Verzoekers betoog dat de VSSE zijn bronnen niet heeft bekendgemaakt laat niet toe te oordelen dat de vaststellingen van deze instantie incorrect zijn. Er zijn in casu ook geen andere redenen om aan te nemen dat de bevindingen van de VSSE, zoals opgenomen in het verslag van 19 september 2016 en waarvan de actualiteit door de VSSE vervolgens meermaals werd bevestigd, niet juist zouden zijn of dat deze in twijfel moeten worden getrokken. De Raad wijst er in dit verband op dat uit de hem voorgelegde stukken blijkt dat verweerder pas het initiatief nam om de VSSE te bevragen nadat hij er door de Belgische verbindingsofficier van de federale politie in Moskou van op de hoogte was gesteld dat verzoeker ook daar bekend stond als gevaarlijk.

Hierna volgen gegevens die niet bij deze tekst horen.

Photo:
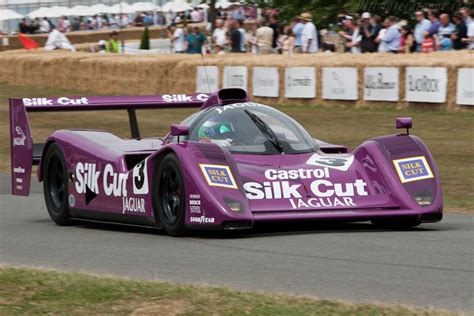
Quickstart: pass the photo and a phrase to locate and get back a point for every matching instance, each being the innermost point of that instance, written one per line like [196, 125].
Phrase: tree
[145, 42]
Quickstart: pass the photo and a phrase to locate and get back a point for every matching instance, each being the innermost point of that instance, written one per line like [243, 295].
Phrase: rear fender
[381, 156]
[210, 195]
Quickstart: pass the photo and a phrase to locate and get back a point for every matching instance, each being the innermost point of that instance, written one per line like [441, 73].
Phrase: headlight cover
[423, 198]
[234, 206]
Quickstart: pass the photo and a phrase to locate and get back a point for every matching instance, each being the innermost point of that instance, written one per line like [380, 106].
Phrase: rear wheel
[397, 223]
[55, 185]
[171, 196]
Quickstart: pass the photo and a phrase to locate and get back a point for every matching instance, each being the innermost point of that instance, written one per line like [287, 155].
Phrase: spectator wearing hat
[195, 40]
[57, 40]
[422, 26]
[219, 35]
[443, 37]
[368, 32]
[390, 39]
[112, 45]
[297, 29]
[309, 36]
[459, 35]
[176, 35]
[264, 37]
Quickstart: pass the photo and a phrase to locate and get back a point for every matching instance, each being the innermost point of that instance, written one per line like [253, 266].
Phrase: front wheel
[171, 196]
[55, 185]
[397, 223]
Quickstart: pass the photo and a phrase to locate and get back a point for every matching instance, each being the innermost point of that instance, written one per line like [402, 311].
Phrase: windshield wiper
[266, 130]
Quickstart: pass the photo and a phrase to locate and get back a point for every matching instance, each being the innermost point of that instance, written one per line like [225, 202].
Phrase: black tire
[55, 185]
[170, 196]
[397, 223]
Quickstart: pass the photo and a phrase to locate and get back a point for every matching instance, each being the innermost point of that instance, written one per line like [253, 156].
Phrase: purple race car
[228, 166]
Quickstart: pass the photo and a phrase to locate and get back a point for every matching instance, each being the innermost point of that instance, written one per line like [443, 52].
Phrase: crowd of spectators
[433, 31]
[429, 31]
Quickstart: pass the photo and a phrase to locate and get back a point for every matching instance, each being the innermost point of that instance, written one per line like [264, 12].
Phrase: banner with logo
[465, 86]
[381, 84]
[300, 82]
[340, 83]
[426, 84]
[265, 82]
[207, 83]
[235, 77]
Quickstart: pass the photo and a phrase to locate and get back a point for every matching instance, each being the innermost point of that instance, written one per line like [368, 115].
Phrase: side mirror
[404, 122]
[179, 130]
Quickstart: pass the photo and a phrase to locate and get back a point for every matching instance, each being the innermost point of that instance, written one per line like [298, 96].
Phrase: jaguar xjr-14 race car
[230, 165]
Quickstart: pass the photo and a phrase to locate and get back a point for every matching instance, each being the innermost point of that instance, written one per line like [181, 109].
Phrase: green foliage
[39, 292]
[145, 42]
[325, 12]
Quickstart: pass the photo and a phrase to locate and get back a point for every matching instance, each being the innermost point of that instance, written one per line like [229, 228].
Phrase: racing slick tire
[396, 223]
[55, 185]
[171, 198]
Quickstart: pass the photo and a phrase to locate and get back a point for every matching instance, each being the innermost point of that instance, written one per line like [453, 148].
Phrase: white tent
[8, 14]
[176, 6]
[101, 8]
[81, 10]
[203, 6]
[39, 13]
[122, 7]
[56, 11]
[223, 4]
[144, 6]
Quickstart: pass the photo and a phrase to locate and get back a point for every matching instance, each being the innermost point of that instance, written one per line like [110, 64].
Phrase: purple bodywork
[389, 176]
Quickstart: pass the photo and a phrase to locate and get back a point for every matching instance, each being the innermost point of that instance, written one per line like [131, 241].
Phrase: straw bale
[160, 74]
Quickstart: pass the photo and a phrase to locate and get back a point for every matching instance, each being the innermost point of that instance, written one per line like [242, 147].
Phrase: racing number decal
[340, 163]
[140, 178]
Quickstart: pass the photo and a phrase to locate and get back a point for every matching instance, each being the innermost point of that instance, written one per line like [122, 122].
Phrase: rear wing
[25, 154]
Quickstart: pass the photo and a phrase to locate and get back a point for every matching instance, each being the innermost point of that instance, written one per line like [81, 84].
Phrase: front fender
[211, 180]
[382, 156]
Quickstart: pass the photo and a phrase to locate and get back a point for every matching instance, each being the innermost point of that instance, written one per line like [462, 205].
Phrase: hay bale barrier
[165, 73]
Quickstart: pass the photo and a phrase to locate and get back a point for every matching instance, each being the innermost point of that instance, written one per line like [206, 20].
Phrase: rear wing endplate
[24, 153]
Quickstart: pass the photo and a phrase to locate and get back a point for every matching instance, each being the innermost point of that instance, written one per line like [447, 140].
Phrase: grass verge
[34, 291]
[448, 135]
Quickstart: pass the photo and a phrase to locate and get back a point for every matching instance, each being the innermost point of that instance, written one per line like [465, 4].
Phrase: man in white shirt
[219, 36]
[45, 27]
[195, 16]
[356, 37]
[57, 40]
[264, 37]
[470, 35]
[309, 37]
[176, 36]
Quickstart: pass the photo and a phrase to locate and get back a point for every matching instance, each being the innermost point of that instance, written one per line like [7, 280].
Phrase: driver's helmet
[215, 128]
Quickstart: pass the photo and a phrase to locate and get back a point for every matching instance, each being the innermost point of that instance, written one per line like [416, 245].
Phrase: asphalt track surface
[431, 266]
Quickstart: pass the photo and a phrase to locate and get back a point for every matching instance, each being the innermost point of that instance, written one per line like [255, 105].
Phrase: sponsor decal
[222, 109]
[321, 192]
[140, 178]
[20, 138]
[133, 205]
[71, 200]
[423, 84]
[19, 170]
[184, 97]
[218, 176]
[413, 169]
[334, 162]
[195, 203]
[112, 183]
[378, 83]
[61, 101]
[202, 220]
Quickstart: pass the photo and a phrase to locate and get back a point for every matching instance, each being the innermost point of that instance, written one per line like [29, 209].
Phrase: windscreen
[251, 128]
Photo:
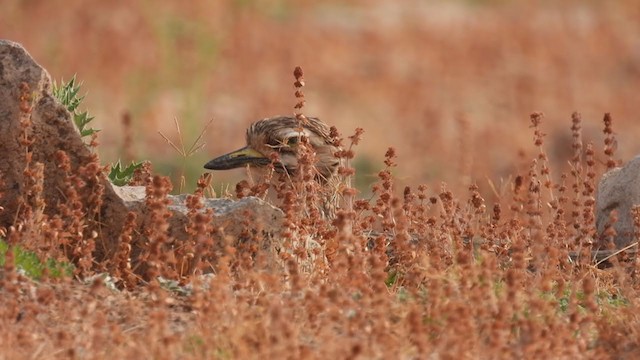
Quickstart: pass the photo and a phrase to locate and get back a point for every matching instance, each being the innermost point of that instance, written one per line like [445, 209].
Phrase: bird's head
[282, 135]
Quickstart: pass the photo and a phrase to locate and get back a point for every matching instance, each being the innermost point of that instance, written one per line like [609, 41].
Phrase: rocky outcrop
[51, 130]
[619, 191]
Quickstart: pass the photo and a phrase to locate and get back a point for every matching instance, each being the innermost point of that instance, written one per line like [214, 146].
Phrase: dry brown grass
[466, 268]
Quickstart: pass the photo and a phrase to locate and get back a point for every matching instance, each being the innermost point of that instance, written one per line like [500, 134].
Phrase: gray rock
[619, 190]
[53, 130]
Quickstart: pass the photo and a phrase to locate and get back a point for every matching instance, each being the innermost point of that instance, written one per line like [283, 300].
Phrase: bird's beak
[238, 158]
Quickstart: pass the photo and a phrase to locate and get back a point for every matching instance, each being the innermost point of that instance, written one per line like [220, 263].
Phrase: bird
[281, 135]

Het gegeven dat de VSSE, om evidente redenen en gelet op artikel 13, derde lid van de wet van 30 november 1998 houdende regeling van de inlichtingen- en veiligheidsdiensten, zijn bronnen niet zonder meer kan prijsgeven impliceert ook niet dat verzoeker niet de mogelijkheid zou hebben om aan te tonen dat de vaststellingen van deze veiligheidsdienst niet (langer) correct zijn. Hij vermag immers stukken aan te brengen die toelaten vast te stellen dat hij andere milieus frequenteert dan deze waarvan sprake in het verslag van de VSSE, dat de vaststellingen van de VSSE niet verenigbaar zijn met zijn vroegere beroepsbezigheden, door aan te tonen dat hij lid is van organisaties die geen extremistisch wereldbeeld uitdragen en door, meer algemeen, duidelijkheid te scheppen over zijn levenswandel. Verzoeker doet dit echter niet. De Raad merkt op dat verzoekers raadsman ter terechtzitting weliswaar nog voorhoudt dat verzoeker actief was bij de politie- of veiligheidsdiensten, doch dat deze verklaring niet te verenigen is met de vaststelling dat verzoeker voorheen, in een andere procedure voor de Raad, aangaf dat hij actief was in de bouwsector en dat hij rebellen die streden tegen president Kadyrov in Tsjetsjenië bijstond. De Raad kan enkel vaststellen dat de in het verleden door verzoeker zelf afgelegde verklaringen de vaststellingen van de VSSE veeleer ondersteunen.
 
Het is niet kennelijk onredelijk om een vreemdeling die bekend staat als een aanhanger van een terroristische organisatie te beschouwen als een gevaar voor de nationale veiligheid en hem om die reden het verblijf in het Rijk te weigeren.
 
Een schending van artikel 43, § 1, 2° van de Vreemdelingenwet wordt niet aannemelijk gemaakt.